2007 InduBond 130N Comparative Chemplate Materials, S.L 30/11/2007 Document revelation not allowed without Chemplate

Introduction Lamination of individual circuit layers is a process is used within the PCB industries to manufacture multilayer printed circuit boards. The process requires each layer of the multilayer assembly to be aligned to each other during the lamination cycle. The most common methods used by the electronic industry to laminate multilayer circuits: PINLAM MASSLAM The MASSLAM system has advantages when compared to the PINLAM system, which will be covered in a future document. The purpose of this document however is to explain the differences between the methods used for MASSLAM and InduBond technology. Brief description The MASSLAM system registers the different layers of the multilayer stack without the need for tooling pins during the lamination press process. There are three MASSLAM bonding systems on the market.
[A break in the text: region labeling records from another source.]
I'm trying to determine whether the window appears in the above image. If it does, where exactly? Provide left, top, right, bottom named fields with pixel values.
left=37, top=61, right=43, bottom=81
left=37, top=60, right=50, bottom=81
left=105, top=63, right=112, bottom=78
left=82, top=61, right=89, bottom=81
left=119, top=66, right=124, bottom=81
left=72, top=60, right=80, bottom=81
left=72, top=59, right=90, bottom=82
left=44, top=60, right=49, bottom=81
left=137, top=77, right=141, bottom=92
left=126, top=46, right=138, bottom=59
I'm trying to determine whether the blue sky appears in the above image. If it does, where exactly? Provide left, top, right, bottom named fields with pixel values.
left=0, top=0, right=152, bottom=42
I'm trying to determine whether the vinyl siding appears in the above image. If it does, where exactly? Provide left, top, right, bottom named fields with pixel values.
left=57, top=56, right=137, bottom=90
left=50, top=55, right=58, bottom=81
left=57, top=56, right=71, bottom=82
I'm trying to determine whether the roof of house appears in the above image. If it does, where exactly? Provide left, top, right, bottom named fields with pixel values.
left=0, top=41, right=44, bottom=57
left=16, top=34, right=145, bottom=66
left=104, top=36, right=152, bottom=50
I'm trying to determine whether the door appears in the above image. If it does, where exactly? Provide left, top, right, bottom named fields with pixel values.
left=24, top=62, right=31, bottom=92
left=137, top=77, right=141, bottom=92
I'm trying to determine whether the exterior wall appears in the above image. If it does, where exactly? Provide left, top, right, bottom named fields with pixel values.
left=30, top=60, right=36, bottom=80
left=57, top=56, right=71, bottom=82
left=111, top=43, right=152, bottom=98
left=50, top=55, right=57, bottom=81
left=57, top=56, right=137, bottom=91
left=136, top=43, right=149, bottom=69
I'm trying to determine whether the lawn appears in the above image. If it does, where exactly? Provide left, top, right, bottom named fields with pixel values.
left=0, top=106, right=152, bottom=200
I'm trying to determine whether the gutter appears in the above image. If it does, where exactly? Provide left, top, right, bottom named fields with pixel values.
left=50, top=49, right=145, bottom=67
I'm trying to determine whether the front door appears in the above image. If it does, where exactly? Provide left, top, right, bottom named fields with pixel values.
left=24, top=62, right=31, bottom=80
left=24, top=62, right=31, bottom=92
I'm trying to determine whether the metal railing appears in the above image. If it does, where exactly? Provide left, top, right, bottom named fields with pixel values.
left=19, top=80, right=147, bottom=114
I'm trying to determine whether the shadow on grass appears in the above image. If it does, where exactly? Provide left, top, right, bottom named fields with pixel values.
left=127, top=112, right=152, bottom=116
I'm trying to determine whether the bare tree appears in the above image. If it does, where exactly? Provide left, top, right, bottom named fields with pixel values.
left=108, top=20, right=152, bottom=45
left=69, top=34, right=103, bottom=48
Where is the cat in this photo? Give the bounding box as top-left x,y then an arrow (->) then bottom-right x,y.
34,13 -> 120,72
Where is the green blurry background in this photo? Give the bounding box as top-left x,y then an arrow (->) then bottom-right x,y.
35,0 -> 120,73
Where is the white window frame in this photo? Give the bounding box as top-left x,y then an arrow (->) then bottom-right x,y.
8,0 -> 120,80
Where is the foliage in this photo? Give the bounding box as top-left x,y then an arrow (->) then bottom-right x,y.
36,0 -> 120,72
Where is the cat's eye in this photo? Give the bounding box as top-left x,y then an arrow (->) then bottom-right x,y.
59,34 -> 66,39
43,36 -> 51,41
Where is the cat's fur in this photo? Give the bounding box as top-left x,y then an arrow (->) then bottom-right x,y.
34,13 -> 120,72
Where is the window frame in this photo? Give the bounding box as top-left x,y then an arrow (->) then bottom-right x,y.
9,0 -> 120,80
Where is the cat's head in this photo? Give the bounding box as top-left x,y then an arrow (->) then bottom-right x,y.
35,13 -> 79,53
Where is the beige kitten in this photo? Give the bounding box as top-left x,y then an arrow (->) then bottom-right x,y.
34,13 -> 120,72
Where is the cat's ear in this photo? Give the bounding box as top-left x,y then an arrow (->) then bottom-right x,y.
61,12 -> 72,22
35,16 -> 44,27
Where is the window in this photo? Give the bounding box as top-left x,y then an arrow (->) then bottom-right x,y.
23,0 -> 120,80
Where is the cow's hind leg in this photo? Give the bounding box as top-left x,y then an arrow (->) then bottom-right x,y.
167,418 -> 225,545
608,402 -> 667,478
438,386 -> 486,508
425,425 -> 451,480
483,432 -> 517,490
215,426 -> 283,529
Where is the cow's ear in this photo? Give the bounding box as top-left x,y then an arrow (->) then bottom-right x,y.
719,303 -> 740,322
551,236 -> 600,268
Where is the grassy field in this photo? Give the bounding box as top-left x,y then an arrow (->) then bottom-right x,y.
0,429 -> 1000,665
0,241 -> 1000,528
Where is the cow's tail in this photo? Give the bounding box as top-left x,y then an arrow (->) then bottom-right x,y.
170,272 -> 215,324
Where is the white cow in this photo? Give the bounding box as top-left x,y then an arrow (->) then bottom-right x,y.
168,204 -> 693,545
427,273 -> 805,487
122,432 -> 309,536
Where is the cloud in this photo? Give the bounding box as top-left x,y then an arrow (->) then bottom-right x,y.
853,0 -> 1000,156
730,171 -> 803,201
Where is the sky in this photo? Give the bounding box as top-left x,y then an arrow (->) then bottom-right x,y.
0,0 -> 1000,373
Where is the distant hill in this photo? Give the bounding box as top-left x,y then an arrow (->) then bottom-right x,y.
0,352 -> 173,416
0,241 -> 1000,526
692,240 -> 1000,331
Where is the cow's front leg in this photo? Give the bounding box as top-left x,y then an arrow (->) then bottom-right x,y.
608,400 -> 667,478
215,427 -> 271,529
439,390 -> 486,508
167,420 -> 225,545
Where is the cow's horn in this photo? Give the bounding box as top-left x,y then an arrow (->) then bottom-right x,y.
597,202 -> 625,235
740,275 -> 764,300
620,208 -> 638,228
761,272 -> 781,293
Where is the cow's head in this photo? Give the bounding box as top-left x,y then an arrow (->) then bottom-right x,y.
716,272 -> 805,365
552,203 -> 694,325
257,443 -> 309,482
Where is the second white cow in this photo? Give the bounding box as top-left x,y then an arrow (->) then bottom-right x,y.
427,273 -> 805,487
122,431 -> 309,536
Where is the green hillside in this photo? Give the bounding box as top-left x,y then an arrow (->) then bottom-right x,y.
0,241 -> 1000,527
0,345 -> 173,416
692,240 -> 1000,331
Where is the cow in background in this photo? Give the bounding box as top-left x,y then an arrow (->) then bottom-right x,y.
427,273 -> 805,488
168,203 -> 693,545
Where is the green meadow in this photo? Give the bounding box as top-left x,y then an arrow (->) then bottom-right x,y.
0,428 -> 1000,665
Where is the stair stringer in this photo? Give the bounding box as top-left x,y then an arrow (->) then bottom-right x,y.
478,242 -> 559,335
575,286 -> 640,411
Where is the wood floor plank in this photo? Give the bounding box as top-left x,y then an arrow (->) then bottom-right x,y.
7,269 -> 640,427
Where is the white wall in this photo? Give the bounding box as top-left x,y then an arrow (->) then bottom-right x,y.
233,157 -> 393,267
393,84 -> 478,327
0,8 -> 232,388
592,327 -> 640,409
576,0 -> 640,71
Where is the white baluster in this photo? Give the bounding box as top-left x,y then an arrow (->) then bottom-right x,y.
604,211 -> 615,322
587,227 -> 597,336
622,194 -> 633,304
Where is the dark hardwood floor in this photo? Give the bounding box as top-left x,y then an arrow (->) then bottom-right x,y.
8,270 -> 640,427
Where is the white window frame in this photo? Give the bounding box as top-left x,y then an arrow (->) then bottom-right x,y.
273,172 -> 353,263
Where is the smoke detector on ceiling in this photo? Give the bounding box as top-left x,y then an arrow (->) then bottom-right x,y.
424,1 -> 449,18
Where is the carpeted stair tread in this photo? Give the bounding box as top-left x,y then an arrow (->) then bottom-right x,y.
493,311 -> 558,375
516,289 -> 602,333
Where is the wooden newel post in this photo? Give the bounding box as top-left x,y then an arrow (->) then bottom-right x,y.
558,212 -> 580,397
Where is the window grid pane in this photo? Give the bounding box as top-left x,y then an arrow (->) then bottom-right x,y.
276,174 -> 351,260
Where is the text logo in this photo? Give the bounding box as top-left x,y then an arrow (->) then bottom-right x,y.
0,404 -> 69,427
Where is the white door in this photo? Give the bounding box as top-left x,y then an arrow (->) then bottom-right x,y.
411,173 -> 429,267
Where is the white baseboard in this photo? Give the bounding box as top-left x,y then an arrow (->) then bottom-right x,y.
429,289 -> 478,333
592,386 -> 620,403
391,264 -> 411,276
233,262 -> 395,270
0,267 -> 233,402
Rivomat (Mechanical rivets) Standard bonding system (Electrical heaters) InduBond technology (Inductive Bonding)

System comparisons Rivomat system This mechanical system is probably one of the first systems developed, and is currently used in many companies in spite of its inherent limitations. The process involves the build up the multilayer stack in an accurate pin template that aligns the layers. Typically 8 holes are drilled along the longest dimension of the stack (4 holes along each edge). This process can result in copper or substrate debris being trapped inside the stack. The final operation is to insert the rivets in the holes and press them in place using a high-pressure riveting tool. The uncontrolled mechanical expansion of the metallic rivets produces internal stresses and movements, which can cause the misalignment of the individual inner layers within the stack.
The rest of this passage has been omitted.